Today's Papers

Inventive on Incentives

The Washington Postleads with “U.S. officials” debuting a deal with Russia to bolster efforts at preventing loose nukes. The pact, which is set to be formally announced today, will include security upgrades at Russia’s nukes depots. The New York Timesleads with the White House hinting it’s open to joining with Europe in offering carrots to convince Iran not to make nukes. National Security Adviser Steven Hadley said the president “has heard a lot of suggestions and [will] give it some thought.” USA Todayleads with government projections showing health spending eating up about 19 percent of the GDP by 2014 versus 14 percent now. The government is expected to pick up 49 percent of that future tab, up from 46 percent now. The U.S.’s health care system, one of the few in the industrialized world that isn’t nationalized, is already the world’s most expensive, per capita. The Los Angeles Timesleads with the Supreme Court ruling that prisons can’t as a matter of policy segregate inmates by race. That puts a crimp in a 25-year-old California policy that did just that in an attempt to combat gang violence. 

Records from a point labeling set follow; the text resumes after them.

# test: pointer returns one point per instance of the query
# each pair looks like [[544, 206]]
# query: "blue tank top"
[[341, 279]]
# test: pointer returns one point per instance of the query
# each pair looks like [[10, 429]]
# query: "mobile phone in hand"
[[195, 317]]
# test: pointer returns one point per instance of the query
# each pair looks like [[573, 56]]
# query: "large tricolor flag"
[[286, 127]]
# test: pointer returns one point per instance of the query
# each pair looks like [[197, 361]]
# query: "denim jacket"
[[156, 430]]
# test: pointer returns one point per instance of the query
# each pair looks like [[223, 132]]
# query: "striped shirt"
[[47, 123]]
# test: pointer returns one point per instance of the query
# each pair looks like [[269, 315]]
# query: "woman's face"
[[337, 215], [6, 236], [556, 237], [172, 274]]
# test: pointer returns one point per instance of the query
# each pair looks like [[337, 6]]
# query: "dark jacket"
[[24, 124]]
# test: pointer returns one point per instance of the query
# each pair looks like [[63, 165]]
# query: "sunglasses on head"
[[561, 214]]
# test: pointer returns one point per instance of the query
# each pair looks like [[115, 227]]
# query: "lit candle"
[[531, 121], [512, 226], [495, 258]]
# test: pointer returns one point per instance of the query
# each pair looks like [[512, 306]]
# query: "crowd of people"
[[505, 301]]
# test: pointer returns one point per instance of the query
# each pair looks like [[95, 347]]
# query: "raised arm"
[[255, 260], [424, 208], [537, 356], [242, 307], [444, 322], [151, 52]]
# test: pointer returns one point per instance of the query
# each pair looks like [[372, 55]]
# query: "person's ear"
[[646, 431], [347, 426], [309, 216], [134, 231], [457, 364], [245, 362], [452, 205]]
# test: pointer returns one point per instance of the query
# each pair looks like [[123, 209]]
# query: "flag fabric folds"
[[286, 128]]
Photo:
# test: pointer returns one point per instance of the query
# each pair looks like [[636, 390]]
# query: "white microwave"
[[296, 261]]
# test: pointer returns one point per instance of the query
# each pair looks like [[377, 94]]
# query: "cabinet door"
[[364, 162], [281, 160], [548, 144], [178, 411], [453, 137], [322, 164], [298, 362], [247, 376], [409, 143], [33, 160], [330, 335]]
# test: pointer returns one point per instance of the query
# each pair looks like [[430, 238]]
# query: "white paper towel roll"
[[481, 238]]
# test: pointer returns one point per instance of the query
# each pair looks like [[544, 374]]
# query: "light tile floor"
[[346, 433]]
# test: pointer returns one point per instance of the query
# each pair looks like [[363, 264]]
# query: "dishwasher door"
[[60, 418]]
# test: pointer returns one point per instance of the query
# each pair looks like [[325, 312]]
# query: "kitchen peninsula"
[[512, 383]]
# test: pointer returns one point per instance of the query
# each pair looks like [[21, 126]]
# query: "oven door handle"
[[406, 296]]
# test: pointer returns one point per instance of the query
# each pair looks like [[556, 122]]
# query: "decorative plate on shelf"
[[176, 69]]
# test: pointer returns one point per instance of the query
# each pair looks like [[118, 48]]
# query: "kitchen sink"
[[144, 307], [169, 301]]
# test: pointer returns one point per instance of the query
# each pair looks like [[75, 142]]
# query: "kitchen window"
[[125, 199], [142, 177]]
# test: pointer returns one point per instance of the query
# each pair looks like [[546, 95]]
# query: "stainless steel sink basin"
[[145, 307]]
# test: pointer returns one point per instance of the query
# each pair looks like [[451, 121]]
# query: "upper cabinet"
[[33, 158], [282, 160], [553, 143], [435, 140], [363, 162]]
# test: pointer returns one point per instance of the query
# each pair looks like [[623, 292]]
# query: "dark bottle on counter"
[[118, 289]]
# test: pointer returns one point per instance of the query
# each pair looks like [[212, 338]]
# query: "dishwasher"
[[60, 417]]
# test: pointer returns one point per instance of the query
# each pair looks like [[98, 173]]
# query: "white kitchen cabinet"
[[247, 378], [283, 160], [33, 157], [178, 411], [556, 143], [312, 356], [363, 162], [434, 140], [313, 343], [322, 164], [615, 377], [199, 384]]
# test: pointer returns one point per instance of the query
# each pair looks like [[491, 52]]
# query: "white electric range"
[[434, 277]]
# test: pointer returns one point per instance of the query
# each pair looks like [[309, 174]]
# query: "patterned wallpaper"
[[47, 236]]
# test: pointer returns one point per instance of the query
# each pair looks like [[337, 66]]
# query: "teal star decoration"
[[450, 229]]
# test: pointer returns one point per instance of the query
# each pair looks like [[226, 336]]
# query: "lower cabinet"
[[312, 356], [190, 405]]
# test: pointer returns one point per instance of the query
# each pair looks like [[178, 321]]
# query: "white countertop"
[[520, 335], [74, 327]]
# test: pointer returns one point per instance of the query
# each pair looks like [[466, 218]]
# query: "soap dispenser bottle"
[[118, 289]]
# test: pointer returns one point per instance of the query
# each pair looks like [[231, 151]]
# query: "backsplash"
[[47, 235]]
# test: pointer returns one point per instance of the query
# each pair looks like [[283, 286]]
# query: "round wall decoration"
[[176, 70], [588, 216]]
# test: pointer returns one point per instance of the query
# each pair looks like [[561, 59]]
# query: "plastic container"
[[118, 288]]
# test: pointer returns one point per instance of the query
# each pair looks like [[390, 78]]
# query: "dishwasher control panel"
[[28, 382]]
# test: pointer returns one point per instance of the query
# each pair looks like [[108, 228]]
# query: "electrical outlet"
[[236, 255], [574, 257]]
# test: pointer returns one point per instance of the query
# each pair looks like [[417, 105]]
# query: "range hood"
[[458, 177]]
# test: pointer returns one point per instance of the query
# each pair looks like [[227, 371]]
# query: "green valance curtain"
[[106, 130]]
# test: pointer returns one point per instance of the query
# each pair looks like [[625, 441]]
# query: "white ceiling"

The U.S. has long refused to join the E.U. at the negotiating table with Iran. And except for the NYT, the papers don’t spend much ink on the hint of a possible change. The Wall Street Journal, which also goes high with the latest from the president’s trip, saysBush and European officials have “worked hard—without actually changing their policy—to create the impression that the U.S. and E.U. were speaking with one voice.” (One paper that does agree with the NYT that the administration’s language may be significant: the Financial Times.)

The Post says details on the loose-nukes pact are still being worked out. And the paper points out that the deal “could be used as a counterpoint to the rising tension in U.S.-Russian relations.” But details and PR potential aside, a former Clinton administration official said if the president “can get Putin to agree to this, it’s a very important step.”

The NYT notices a somewhat limited audience for Bush’s good will tour: “The president was entirely sealed off from Germans—other than Chancellor Gerhard Schröder and the German journalists at a news conference, and even a town-meeting-type encounter with Mainz residents was scrubbed out of worry the mood would be hostile.”

An analysis inside by the Post by Glenn Kessler says the White House’s “charm offensive” is obscuring the basic trend: “European leaders are increasingly united against U.S. positions and feel emboldened to go their own way.”

The Post fronts word that the Pentagon has been pushing permission to send commandos into countries without giving U.S. ambassadors a heads up. That would break with long-standing tradition, and the State Department and CIA are both fighting the plan. Recently departed Deputy Secretary of State Richard Armitage said he ordered an aide to move against the proposal: “I gave [him] instructions to dismount, kill the horses and fight on foot—this is not going to happen.” The Post says (deep down) that the battle has been smoldering for two years and “reignited” last month when Secretary of State Rice came on board. Rice apparently hasn’t offered her opinion yet. But it’s not hard to figure out which side the folks who’ve chatted up the WP—mostly non-military types—are pushing Condi to come down on. (FWIW: There have been rumblings of this rift before.)

The NYT’s national edition fronts a bipartisan panel of state lawmakers issuing a report that the No Child Left Behind Act is ineffective, contradictory, and oh yeah, unconstitutional (purportedly because it gives Washington too much control over education). The report is based on hearings the panel had in six cities.And the Times paraphrases expert reaction, very carefully:“Several education experts said the panel had accurately captured the views of thousands of state lawmakers and local educators.” (Nice to know. And just out of curiosity, are those views accurate?)

The Post’s Reliable Source says some airplanes editions of Sideways appear to have replaced one seven-letter A-list swear word, with, well, “Ashcroft.”

Ah, Shiite … From the NYT’s correction page:

The caption on Feb. 14 for a picture by Reuters with the continuation of an article about the Iraqi elections misstated the reason Abdul Aziz al-Hakim, a Shiite cleric, was weeping. He was participating in a mourning ritual as part of Ashura, a holy Shiite festival - not reacting to results showing that his political alliance had won a slim majority of seats. A second caption for a Reuters photo misstated the reason a Shiite was shown flagellating himself in a Baghdad procession. He was taking part in the same mourning ritual, not celebrating the election outcome.